Deciding to have a traditional facelift is hard enough: After all, it's expensive, invasive surgery on the most noticeable part of your body. Now the decision may become even more difficult. Some plastic surgeons are promoting a controversial procedure called the "mid-facelift," which can be done by itself or can be done along with a traditional facelift.
The incisions made in the mid-facelift are just the same as those made in the traditional facelift, but the surgeon cuts much more deeply into the muscle tissue of the face in the newer procedure. This allows the surgeon to pull the muscles around the nose and in the cheeks up. The surgeon then stitches these tissues into the structures below the eye sockets.
By adding this extra step to the facelift, the midportion of the face, which normally isn't much changed by the facelift, is moved and secured higher in the face. Some say this gives a more natural appearance. Others say it is an added step that offers little long-term change to the patient's face.
"There are a number of doctors doing the mid-facelift, but it is a technically delicate operation. And since you have to be very aware of the anatomy and be prepared to deal with things that may go wrong, some doctors are criticizing the procedure," says Elliot Jacobs, MD, a plastic surgeon at Beth Israel Hospital in New York. "Some say it's too prone to complications, but it's not, if you know what you're doing."
Many people considering a facelift might find that to be too big an "if." Nonetheless, the procedure is growing in popularity, as facelift patients and cosmetic surgeons alike look for ways to make traditional facelifts look more natural.
"The mid-facelift is a very new treatment," says Jacobs. "It is totally revolutionary; and it allows me to do things that I would never be able to do with any other procedure. Many of my mid facelift patients are younger -- in their 30s and 40s -- and they don't want a full lift, just a younger look."
Most surgeons would rank a facelift as a major operative procedure, says H. George Brennan, MD, a cosmetic surgeon in Newport Beach, Calif., and a spokesman for the American Academy of Cosmetic Surgeons.
"This is a complex surgery," says Brennan. "Not only do you want to consult with a board-certified plastic surgeon, but you have to get a doctor who has extensive experience in this mid-facelift itself. People sometimes get the idea that a facelift is not real surgery, but it is very real surgery. It comes with its own risks, and the best way to approach those risks is to go with highly qualified experts in this particular procedure."
According to Shan Baker, MD, president of the American Academy of Facial, Plastic and Reconstructive Surgery and director of the Center for Facial Cosmetic Surgery at the University of Michigan in Ann Arbor, "The facelift has changed radically in the last 15 years." Doctors, he says, are now performing surgery under the deep facial muscle tissues to achieve "a more natural, less operated-on look."
The new operation is becoming more common "because of the feeling that there was an imbalance in the upper face and lower face in traditional facelifts," Baker explains. "[The mid-facelift] was supposed to give a flatter, more youthful look at the fold from the lower eyelids along the sides of the nose and down." But, he says, that claim is debatable.
Does It Work?
The surgery itself takes about 60-90 minutes. According to Jacobs, it begins with the same lower eyelid incision, just under the eyelashes, that starts a traditional facelift. Working through that incision, he says "I like to go all the way down, past all the tissues to the corner of the mouth. And this is where the mid-facelift differs: I lift up the entire cheek and put the stitches on the inside and attach them to the bone around the eyelid socket area, all on the inside."

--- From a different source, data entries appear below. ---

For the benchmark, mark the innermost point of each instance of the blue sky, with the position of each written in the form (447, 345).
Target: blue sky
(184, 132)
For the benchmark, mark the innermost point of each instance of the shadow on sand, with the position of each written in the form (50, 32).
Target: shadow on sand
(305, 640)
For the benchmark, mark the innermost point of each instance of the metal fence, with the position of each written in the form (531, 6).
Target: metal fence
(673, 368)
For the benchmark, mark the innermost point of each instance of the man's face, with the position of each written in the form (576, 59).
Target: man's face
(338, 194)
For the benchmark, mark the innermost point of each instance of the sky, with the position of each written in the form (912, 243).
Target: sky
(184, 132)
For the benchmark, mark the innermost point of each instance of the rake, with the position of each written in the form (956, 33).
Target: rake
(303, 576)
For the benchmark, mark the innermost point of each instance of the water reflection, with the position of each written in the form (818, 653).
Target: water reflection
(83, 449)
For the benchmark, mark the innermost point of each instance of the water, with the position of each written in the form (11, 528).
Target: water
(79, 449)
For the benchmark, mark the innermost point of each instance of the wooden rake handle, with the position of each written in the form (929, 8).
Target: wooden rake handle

Why do it this way? "This procedure allows me to clean up the eyes and clean up the fold and lift up that cheek tissue that tends to descend as time goes on," Jacobs explains. By comparison, he says, "The classic facelift involves incisions around the ear and back into the hair and does very little on the fold of the midface around the nose."

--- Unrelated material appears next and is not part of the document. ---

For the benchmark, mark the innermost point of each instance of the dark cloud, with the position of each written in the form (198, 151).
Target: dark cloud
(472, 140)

But according to Baker, there's not much evidence that the mid-facelift produces the kinds of improvement that some doctors claim. "The theory is that you're left with a very smooth lower eyelid, which flows right into the cheek, and a softer, more natural-looking nasolabial fold," he says. "But that is a point that is debated; and many doctors feel that the complexity of the procedure is not worth the benefits, which many see as negligible."
Jacob disagrees: "A good way to think about this operation is kind of like an introductory way into plastic surgery to deal with the first signs of aging."
Since it's a cosmetic procedure, the mid-facelift isn't covered by health plans: It costs around $7,500, depending on where you have it done.
The side effects are the same as those of a traditional facelift -- swelling, bruising, inflammation, and pain. In rare cases, there might also be nerve damage, and sometimes a second procedure may be needed to make corrections to treated areas. In general, Jacobs says, "People go back to work within a week."